The Known and Possible Mechanism of Inflammation in Patients With Overlap Syndrome of Irritable Bowel Syndrome and Functional Dyspepsia

Pathogenic factors	Disease	Pathophysiological changes	Pathophysiological outcomes	Related symptoms
Gastrointestinal infection	IBS	Intestinal MCs, T lymphocytes ↑[12,13] and inflammatory cytokines ↑[19,20]	Increased intestinal permeability	Diarrhea[33]
		Downregulation and redistribution of ZO-1 and occludin[33]	Visceral hypersensitivity	Abdominal pain
		TRPV1, SP, and CGRP positive nerve fibers ↑[38,39]	Colon transit and defecation ↑[61,62]
		Increased excitability of DRG and submucous plexus neurons[54,55]
		Persistent activation of CRF neurons,[59] CRF binding to CRF1 receptor[61,62]
	FD	Gastric and duodenal MCs, eosinophils ↑[14-16]	Damage of duodenal mucosal barrier	Epigastric burning[16]
		Abdominal expression of ZO-1 and occludin[36]	Visceral hypersensitivity	Early satiety[18]

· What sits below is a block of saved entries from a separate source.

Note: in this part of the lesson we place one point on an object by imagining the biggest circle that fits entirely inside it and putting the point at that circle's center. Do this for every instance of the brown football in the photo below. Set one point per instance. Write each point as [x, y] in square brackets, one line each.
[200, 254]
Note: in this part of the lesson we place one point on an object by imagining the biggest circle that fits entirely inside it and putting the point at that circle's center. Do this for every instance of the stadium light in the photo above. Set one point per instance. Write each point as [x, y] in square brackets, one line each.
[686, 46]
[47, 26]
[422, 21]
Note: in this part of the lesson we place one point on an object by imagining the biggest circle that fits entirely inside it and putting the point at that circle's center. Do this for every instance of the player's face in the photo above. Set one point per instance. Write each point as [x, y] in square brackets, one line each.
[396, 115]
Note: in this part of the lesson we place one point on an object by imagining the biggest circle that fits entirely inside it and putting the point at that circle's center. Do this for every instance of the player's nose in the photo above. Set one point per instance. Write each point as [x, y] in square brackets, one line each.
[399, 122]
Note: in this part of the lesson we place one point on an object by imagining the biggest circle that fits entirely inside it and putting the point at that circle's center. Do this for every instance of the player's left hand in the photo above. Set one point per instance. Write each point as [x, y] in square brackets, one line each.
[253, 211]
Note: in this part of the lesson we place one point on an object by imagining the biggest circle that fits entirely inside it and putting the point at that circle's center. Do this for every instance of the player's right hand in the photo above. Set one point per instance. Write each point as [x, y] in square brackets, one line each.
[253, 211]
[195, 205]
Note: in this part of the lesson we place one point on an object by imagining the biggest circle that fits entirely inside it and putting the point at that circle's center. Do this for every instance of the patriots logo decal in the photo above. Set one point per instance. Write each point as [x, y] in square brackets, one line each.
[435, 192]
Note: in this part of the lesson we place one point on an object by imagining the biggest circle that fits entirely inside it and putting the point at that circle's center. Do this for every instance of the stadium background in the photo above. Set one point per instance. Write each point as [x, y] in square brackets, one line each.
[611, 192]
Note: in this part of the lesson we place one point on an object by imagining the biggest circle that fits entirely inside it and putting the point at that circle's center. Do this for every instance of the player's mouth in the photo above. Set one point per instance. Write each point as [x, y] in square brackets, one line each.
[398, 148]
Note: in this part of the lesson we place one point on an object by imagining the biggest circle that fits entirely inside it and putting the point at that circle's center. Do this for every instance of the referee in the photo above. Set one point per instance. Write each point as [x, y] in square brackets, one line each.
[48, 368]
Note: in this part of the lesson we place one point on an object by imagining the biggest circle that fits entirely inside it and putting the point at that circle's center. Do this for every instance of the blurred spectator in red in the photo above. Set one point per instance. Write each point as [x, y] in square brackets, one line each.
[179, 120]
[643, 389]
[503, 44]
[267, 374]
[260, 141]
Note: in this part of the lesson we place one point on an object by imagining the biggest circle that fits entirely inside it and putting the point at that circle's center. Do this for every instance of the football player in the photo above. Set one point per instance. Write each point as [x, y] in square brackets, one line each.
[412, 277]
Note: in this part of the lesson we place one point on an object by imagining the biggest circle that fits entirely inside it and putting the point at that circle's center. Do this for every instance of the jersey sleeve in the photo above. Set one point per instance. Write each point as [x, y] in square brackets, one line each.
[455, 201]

		SP, CGRP positive nerve fibers ↑[41,42]	Gastric contraction and gastric emptying ↓[61,62]
		CRF binding to CRF2 receptor[61,62]
SIBO	IBS	IL-1α and IL-1β ↑[81]	Mild inflammation and immune activation of intestinal mucosa	Abdominal distention relieved by rifaximin[83]
	FD	NA	NA	Abdominal distention relieved by rifaximin[84]
Food allergy	IBS	Increased intervillous spaces and intraepithelial lymphocytes in intestinal mucosa[87]	Increased intestinal permeability
		Titers of IgG antibody to specific food antigen ↑[91]
	FD	Duodenal eosinophilia[88]	NA	Early satiety[88]
		Titers of IgG antibody to specific food antigen ↑[92]
Psychological or mental stress		CD4+ T lymphocytes ↓[94]	Increased intestinal permeability
		CRF secreted by hypothalamus ↑, degranulation of MCs and released TNF-α and tryptase ↑[95]	Visceral hypersensitivity
		Expression of occludin and ZO-1 in duodenal mucosal ↓[94]

SIBO, small intestinal bacterial overgrowth; IBS, irritable bowel syndrome; FD, functional dyspepsia; MC, mast cell; ZO, zonula occludens; TRPV1, transient receptor potential vanilloid type-1; SP, substance P; CGRP, calcitonin gene related peptide; DRG, dorsal root ganglion; CRF, corticotropin releasing factor; NA, not applicable.